Hack was convicted of two counts of kidnapping. The first count was pursuant to R.C. 2905.01(A)(2), which states,
No person, by force, threat, or deception, * * * by any means, shall remove another from the place where he is found or restrain him of his liberty, for any of the following purposes:
(2) To facilitate the commission of any felony or flight thereafter[.]
The second count of kidnapping was pursuant to R.C. 2905.01(B)(2), which states,
No person, by force, threat, or deception, * * * by any means shall knowingly do any of the following, under circumstances which create a substantial risk of serious physical harm to the victim:
(2) Restrain another of his liberty[.]
In comparing the elements of the charged offenses in the abstract, we hold that kidnapping under R.C. 2905.01(A)(2) and kidnapping under R.C. 2905.01(B)(2) are not allied offenses. One may restrain another by force, threat, or deception for the purpose of facilitating the commission of a felony without creating a substantial risk of serious physical harm to the victim. Conversely, one may create a substantial risk of serious physical harm by restraining another of his liberty without facilitating the commission of a felony. Thus, when the elements are viewed in the abstract, the offenses are not allied because the commission of one will not automatically result in the commission of the other. As a result, the trial court did not err in failing to merge the two offenses for sentencing purposes.
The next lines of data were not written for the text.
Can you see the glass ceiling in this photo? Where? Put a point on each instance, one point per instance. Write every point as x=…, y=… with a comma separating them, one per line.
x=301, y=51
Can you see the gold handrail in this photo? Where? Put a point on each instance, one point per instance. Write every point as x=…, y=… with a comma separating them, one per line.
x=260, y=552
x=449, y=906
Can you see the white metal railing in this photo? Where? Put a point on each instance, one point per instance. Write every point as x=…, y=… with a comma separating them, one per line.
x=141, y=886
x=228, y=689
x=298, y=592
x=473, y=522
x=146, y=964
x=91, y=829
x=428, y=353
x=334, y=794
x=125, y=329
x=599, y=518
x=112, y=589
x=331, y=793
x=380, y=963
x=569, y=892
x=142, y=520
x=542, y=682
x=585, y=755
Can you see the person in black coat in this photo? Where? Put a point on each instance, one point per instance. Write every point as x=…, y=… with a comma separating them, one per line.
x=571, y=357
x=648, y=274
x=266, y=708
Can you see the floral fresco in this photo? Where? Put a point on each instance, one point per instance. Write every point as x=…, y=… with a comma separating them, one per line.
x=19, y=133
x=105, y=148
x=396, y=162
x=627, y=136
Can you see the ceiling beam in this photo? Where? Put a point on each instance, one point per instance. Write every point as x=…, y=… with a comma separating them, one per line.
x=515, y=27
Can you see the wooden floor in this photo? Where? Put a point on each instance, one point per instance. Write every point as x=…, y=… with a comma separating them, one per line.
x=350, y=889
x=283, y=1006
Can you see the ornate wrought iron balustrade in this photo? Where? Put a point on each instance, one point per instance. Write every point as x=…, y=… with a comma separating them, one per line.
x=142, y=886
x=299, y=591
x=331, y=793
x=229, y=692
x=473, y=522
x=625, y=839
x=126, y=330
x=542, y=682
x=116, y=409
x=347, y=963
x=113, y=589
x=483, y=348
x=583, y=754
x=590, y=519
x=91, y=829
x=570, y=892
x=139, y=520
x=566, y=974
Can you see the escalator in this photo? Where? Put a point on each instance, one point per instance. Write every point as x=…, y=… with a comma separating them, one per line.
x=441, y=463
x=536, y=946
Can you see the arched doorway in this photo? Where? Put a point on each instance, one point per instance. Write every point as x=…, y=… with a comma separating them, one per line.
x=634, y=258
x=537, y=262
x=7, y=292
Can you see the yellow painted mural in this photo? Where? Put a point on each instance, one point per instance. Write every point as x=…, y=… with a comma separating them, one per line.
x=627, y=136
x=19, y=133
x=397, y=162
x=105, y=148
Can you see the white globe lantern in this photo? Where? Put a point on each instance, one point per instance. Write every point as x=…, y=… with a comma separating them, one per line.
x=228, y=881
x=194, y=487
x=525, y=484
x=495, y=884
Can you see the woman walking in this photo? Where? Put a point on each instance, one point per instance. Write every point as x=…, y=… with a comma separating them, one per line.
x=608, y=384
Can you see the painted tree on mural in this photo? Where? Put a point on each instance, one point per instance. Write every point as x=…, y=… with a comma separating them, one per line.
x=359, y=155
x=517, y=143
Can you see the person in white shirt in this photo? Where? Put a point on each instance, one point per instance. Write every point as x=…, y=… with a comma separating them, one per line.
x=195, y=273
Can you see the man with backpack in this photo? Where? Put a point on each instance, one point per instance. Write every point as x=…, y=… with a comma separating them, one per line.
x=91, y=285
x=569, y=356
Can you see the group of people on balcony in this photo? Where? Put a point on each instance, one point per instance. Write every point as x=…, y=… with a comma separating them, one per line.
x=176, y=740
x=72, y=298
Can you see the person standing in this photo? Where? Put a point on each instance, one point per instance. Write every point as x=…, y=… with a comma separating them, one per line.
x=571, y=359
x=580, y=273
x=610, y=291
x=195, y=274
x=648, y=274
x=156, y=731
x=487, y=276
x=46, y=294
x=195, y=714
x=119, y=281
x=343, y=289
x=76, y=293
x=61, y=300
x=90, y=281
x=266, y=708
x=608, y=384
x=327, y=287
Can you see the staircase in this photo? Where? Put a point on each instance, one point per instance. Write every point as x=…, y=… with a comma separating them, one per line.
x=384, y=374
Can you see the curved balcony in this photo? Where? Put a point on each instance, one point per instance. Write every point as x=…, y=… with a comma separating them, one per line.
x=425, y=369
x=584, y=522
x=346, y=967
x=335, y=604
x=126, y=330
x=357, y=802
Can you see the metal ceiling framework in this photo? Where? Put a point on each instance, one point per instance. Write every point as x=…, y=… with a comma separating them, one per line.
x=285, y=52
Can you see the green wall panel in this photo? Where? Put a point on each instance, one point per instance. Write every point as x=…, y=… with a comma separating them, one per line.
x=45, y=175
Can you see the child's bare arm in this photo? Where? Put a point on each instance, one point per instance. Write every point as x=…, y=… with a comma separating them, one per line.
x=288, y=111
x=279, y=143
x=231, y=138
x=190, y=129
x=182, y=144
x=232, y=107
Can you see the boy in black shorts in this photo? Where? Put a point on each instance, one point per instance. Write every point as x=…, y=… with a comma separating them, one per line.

We, therefore, overrule Hack's first assignment of error.
In addition to raising the one assignment of error, Hack's appellate counsel has appended another pro se assignment of error as "Exhibit B" to the brief. In the pro se assignment of error, Hack argues that the juvenile court abused its discretion in relinquishing jurisdiction to the Hamilton County Court of Common Pleas. We decline to review this assignment because it does not comply with the Rules of Appellate Procedure.
App.R. 16(A)(7) states that the appellant shall include the following in the brief:
An argument containing the contentions of the appellant with respect to each assignment of error presented for review and the reasons in support of the contentions, with citations to the authorities, statutes, and parts of the record on which appellant relies. The argument may be preceded by a summary.
Hack has failed to comply with App.R. 16(A) because she has not presented any reasons to support her pro se assignment of error. According to App.R. 12(A)(2),
[T]he court may disregard an assignment of error presented for review if the party raising it fails to identify in the record the error on which the assignment of error is based or fails to argue the assignment separately in the brief as required under App.R. 16(A).
An appellate court may rely upon App.R. 12(A) in overruling or disregarding an assignment of error because of a "lack of briefing." It is appellant's duty, not this court's, to set forth an argument in support of an assignment of error.
Hawley v. Ritley (1988), 35 Ohio St.3d 157, 159, 519 N.E.2d 390, 392.
Because Hack's pro se assignment of error is appended as an exhibit to her brief, has no argument supporting its contentions, and has no citations to the authorities, statutes, or parts of the record relied on, we hold that Hack has failed to comply with App.R. 16(A). Accordingly, we decline to review this assignment under App.R. 12(A)(2). As a result, the judgment of the trial court is affirmed.
Further, a certified copy of this Judgment Entry shall constitute the mandate, which shall be sent to the trial court under App.R. 27. Costs shall be taxed under App.R. 24.
Gorman, P.J., Sundermann and Winkler, JJ.